Emma lets out a scream and throws out her hand, the instinct to do magic that doesn't exist here. When it hits the dark water, Baelfire vanishes without even a wisp of purple smoke. Hysterical, Emma ties to jump into the sea, but Mulan holds her back as Killian orders his spooked crew to weigh anchor and make haste before the eminent sunrise traps them here.
A cloud of poppy dust takes Emma into a dreamless sleep.
AN: You didn't think she would succeed, did you? Mwahahaha! Kitsowitz might play fast and lose with the "pure of heart" shit, but I don't.
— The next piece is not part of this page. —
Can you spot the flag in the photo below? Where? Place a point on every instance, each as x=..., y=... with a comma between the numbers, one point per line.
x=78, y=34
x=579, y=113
Emma should have known better.
To Mir who asked me about writing a Harry Potter fic and anyone else wondering after my rant: I left the Harry Potter fandom a long time ago even if sometimes respond to Potterheads on tumblr and Twitter. I don't think I ever posted any HP stories, those that I started ending up aborted on hard drives of computers past. I don't think I could stand to get reinvested in that hot mess of cliche shippiness, teenage pregnancy, and perpetuation of intolerance that Harry Potter became. I know there were some pretty good stories that addressed what went horribly wrong that came out in the years shortly after the final book, before I stopped reading HP fanfiction. And some that were just AU goodness. I think most of them were posted at Portkey and FanfictionAlley. Whenever I recommend HP fics, I always say The Draco Series by Cassandra Claire and The Paradigm of Uncertainty Series/Sirius Series by Lori; I think they are the two most iconic HP fanfictions and you can't consider yourself a true Potterhead fanfiction lover if you haven't read them. PoU ended years ago (not fully formed in the last chapters), and I have been in and out of a number of fandoms since, but it remains the Secretariat at the Belmont of fanfictions, leading the rest by so far they don't even register in comparison to how unnaturally good and published novel-like it is.